How you feel is how you feel, and there’s nothing wrong with any of it.

If you want to learn to defend yourself for your own peace of mind, I’ll train with you every day.

We can research different styles of self-defense, and I can teach you to shoot.

If you never wanted to spar again and preferred to leave the fighting to me, that’s okay too.

There’s no right or wrong way to go forward, as long as you’re being true to yourself. ”

Lennon fidgeted with the wrapping on her knuckles. “But how did you do it?

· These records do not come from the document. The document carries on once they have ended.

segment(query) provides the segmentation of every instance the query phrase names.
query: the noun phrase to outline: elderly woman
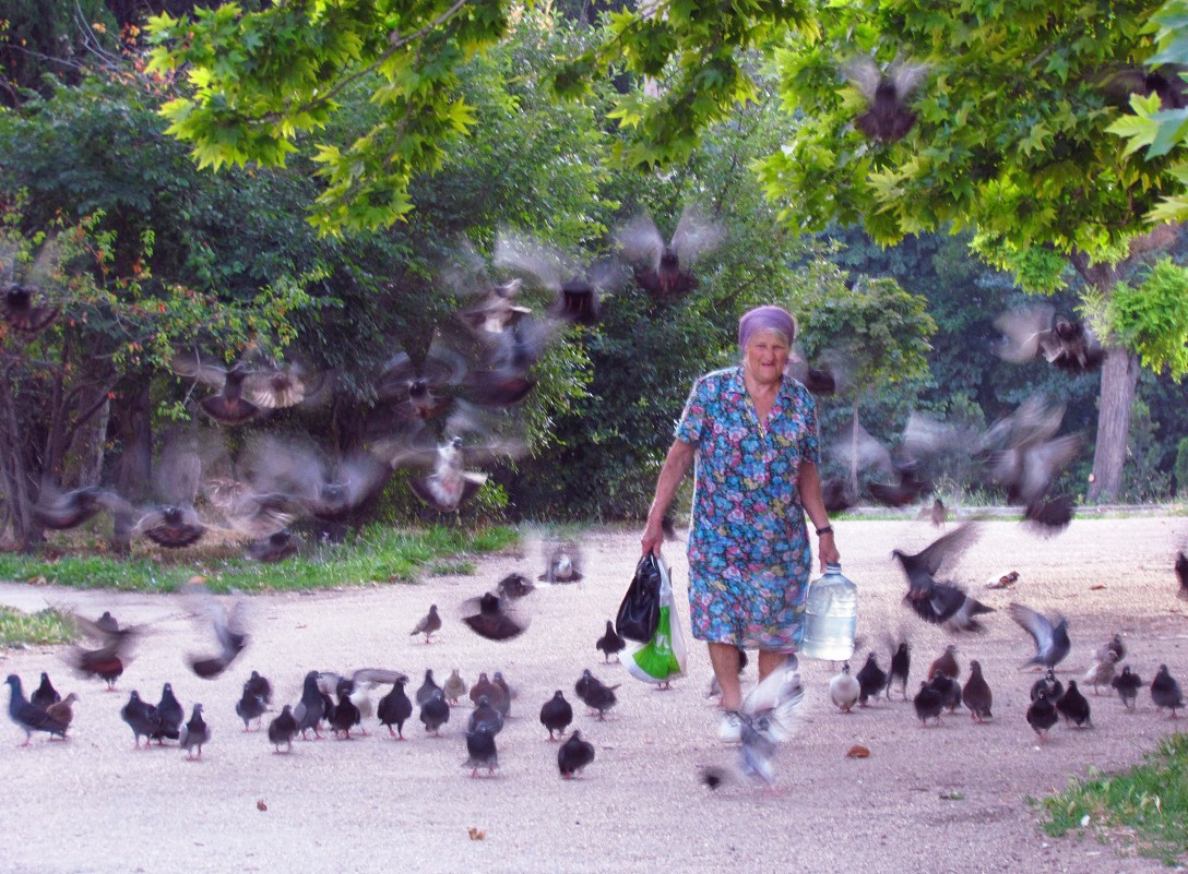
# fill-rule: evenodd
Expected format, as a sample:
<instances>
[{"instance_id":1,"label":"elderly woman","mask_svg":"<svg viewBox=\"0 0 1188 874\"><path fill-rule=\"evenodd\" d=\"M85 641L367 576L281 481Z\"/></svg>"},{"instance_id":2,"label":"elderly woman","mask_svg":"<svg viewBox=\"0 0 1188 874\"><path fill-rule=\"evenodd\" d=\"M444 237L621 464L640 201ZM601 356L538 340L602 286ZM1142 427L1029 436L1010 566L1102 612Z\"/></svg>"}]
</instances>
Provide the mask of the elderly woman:
<instances>
[{"instance_id":1,"label":"elderly woman","mask_svg":"<svg viewBox=\"0 0 1188 874\"><path fill-rule=\"evenodd\" d=\"M779 306L739 319L742 363L694 384L642 540L644 553L659 550L664 514L696 461L689 607L722 689L723 740L741 732L739 648L759 650L763 680L801 641L811 570L805 513L821 568L840 560L816 469L816 403L785 373L795 338L796 319Z\"/></svg>"}]
</instances>

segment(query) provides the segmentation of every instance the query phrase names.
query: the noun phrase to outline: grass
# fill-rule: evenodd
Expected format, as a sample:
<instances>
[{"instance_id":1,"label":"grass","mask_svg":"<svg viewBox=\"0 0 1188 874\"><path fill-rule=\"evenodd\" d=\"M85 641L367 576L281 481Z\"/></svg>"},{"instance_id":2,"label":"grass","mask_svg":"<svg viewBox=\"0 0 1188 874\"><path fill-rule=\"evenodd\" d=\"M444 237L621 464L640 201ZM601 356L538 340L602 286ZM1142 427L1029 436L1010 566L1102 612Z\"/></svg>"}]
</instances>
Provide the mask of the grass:
<instances>
[{"instance_id":1,"label":"grass","mask_svg":"<svg viewBox=\"0 0 1188 874\"><path fill-rule=\"evenodd\" d=\"M373 525L346 543L309 546L279 564L254 562L233 545L170 555L138 549L125 557L100 552L55 558L7 553L0 555L0 578L76 589L176 591L191 577L203 576L211 591L311 591L409 583L435 574L469 574L474 564L467 556L505 549L518 538L510 527L397 531Z\"/></svg>"},{"instance_id":2,"label":"grass","mask_svg":"<svg viewBox=\"0 0 1188 874\"><path fill-rule=\"evenodd\" d=\"M1182 864L1188 857L1188 734L1165 737L1143 759L1120 774L1091 771L1040 802L1049 817L1044 831L1120 840L1167 866Z\"/></svg>"},{"instance_id":3,"label":"grass","mask_svg":"<svg viewBox=\"0 0 1188 874\"><path fill-rule=\"evenodd\" d=\"M0 604L0 647L68 644L74 639L74 622L64 613L46 608L30 614Z\"/></svg>"}]
</instances>

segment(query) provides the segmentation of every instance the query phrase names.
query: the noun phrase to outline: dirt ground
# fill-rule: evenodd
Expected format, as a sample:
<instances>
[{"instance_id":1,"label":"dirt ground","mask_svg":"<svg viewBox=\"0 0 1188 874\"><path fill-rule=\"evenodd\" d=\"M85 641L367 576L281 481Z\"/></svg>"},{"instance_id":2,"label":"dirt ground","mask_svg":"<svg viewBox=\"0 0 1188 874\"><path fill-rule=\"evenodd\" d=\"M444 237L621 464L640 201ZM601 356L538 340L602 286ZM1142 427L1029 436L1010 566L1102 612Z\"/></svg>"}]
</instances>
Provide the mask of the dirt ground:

How did you turn your trauma into fuel for the fight instead of letting it consume you?”

I mulled over her question, noting that Cricket was no longer scrolling, though he still pretended to be engrossed in his phone instead of our conversation.

“At first, it was necessity, I guess. In my darkest moments, sometimes I’d wish Roark would put me out of my misery and just kill me.

I’d get so tired of the constant fear and struggle.

But the moment I’d enter the arena…” I licked my dry lips, trying to put into words the primitive urge to live, to win, to prove that I deserved to be here when so many cruel people desired just the opposite.

“I didn’t want to die for some sick bastard’s entertainment.

I want to live on my own terms, and I can’t deny that the rush of proving my enemies wrong when they assume I’m an easy target is pretty freaking exquisite.

But,” I add in, taking my bestie’s hand, “you’re not me. ”

“Thank Christ,” my irritating brother-conscience muttered. “I don’t think the world is ready for double Indi trouble.”

“Shut it, conscience, or I’ll take you to the mats,” I say with a glare.

Lennon chuckled a bit as Cricket held his hands up in surrender.

“Just know, bloodthirsty or not, your place in the Wicked Sisterhood is reserved for life. And maybe even beyond! When we both die, you have to promise to become a ghost with me so we can do spooky shit and terrorize the nonbelievers for eternity.” Lennon laughed and pinky promised to an afterlife of Scooby-Doo-worthy ghostly shenanigans.

That was what best friends were for, after all: unwavering acceptance, irrevocable love, and a mutual desire to terrify unsuspecting townsfolk for amusement. We’d cackle like witches together for eternity, and that was definitely something worth fighting to keep.